Broken job stream aggregation #17513

npepinpe · 2024-04-16T13:03:16Z

Describe the bug

From running a benchmark with > 100 workers, it seems we sometimes fail to aggregate streams properly on the gateway and on the broker. In my benchmark, I had 5 job types, and 20 workers (with the exact same configuration) per job type. I would expect to see at most 5 aggregated streams per gateway, but instead some had 30, some had 17, etc.

So there seems to be some race condition or weird thing breaking the aggregation. This has an impact on performance as it means jobs cannot be retried with logically equivalent workers, and must be resubmitted to the engine (possibly).

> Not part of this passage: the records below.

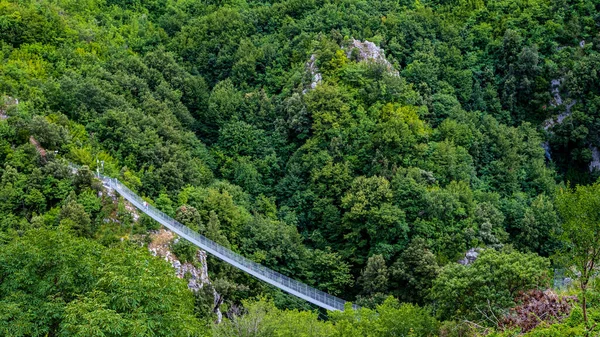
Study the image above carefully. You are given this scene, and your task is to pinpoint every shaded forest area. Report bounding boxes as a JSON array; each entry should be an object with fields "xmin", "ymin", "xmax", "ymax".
[{"xmin": 0, "ymin": 0, "xmax": 600, "ymax": 336}]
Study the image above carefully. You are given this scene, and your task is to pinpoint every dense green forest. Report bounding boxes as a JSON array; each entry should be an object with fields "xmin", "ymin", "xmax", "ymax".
[{"xmin": 0, "ymin": 0, "xmax": 600, "ymax": 337}]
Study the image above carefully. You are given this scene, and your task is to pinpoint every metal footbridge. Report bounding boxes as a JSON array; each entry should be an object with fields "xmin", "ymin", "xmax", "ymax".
[{"xmin": 98, "ymin": 174, "xmax": 346, "ymax": 311}]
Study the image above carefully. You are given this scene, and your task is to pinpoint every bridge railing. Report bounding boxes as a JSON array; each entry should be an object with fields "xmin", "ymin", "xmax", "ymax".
[{"xmin": 99, "ymin": 175, "xmax": 346, "ymax": 310}]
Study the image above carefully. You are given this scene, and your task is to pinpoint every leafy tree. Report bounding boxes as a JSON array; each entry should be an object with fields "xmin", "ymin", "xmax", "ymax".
[
  {"xmin": 557, "ymin": 183, "xmax": 600, "ymax": 329},
  {"xmin": 0, "ymin": 230, "xmax": 201, "ymax": 336},
  {"xmin": 429, "ymin": 249, "xmax": 549, "ymax": 326}
]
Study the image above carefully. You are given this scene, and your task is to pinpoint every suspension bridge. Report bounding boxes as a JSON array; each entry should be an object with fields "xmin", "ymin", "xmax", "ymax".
[{"xmin": 98, "ymin": 173, "xmax": 356, "ymax": 311}]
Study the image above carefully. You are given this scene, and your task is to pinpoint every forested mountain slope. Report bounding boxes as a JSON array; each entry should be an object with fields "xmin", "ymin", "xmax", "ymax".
[{"xmin": 0, "ymin": 0, "xmax": 600, "ymax": 336}]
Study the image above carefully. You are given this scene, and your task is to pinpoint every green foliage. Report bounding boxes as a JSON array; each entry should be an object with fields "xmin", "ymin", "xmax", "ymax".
[
  {"xmin": 5, "ymin": 0, "xmax": 600, "ymax": 335},
  {"xmin": 0, "ymin": 230, "xmax": 201, "ymax": 336},
  {"xmin": 429, "ymin": 249, "xmax": 549, "ymax": 326}
]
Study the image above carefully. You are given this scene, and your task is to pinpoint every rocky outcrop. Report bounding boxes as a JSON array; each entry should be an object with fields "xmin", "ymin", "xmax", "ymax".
[
  {"xmin": 458, "ymin": 248, "xmax": 481, "ymax": 266},
  {"xmin": 0, "ymin": 96, "xmax": 19, "ymax": 119},
  {"xmin": 148, "ymin": 228, "xmax": 223, "ymax": 323},
  {"xmin": 302, "ymin": 54, "xmax": 323, "ymax": 94},
  {"xmin": 345, "ymin": 39, "xmax": 400, "ymax": 76},
  {"xmin": 302, "ymin": 39, "xmax": 400, "ymax": 94}
]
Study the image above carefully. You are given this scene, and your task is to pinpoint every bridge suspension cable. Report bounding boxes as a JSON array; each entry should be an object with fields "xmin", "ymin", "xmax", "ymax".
[{"xmin": 98, "ymin": 173, "xmax": 356, "ymax": 310}]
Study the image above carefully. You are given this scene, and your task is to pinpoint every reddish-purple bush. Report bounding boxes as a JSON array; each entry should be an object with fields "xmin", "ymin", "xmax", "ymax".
[{"xmin": 499, "ymin": 290, "xmax": 577, "ymax": 332}]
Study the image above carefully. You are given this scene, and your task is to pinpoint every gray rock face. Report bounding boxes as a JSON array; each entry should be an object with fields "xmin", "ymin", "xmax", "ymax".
[
  {"xmin": 0, "ymin": 96, "xmax": 19, "ymax": 119},
  {"xmin": 346, "ymin": 39, "xmax": 400, "ymax": 76},
  {"xmin": 302, "ymin": 39, "xmax": 400, "ymax": 94},
  {"xmin": 148, "ymin": 229, "xmax": 223, "ymax": 323},
  {"xmin": 458, "ymin": 248, "xmax": 481, "ymax": 266},
  {"xmin": 302, "ymin": 54, "xmax": 323, "ymax": 94}
]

This also impacts performance because while you think you're scaling out workers, one aggregated stream may not be scaling out, leading to a job being yielded due to being the stream seeming blocked. This means scaling out workers may not yield any performance gain at all, which negates the horizontal scalability goal of Zeebe in that respect.

To Reproduce

Run a benchmark with multiple different job types, with lots of workers per job type. Then, randomly restart your gateways and brokers. After some restarts (sometimes only 1), you will see the aggregation is broken.

Expected behavior

Given 5 job types and 20 workers per type with the exact same config, I would expect to see at most 5 aggregated streams.

Environment:

Zeebe Version: 8.6.0-SNAPSHOT (and earlier)

npepinpe · 2024-04-16T13:11:08Z

A quick glance on the gateway shows that the aggregation fails because the streams get a different server stream ID, so it seems the "logical" ID comparison breaks. Unclear yet if it's the metadata or the stream type which causes it to "fail".

It could also be a race condition, but the code path is extremely simple, so I fail to see how that would be possible.

npepinpe · 2024-04-16T13:50:07Z

Can confirm it's not aggregated properly on either side, broker or gateway. On the gateway clearly the server ID ends up being wrong, but on the broker it's unclear, as the aggregation is done purely over the job type and metadata.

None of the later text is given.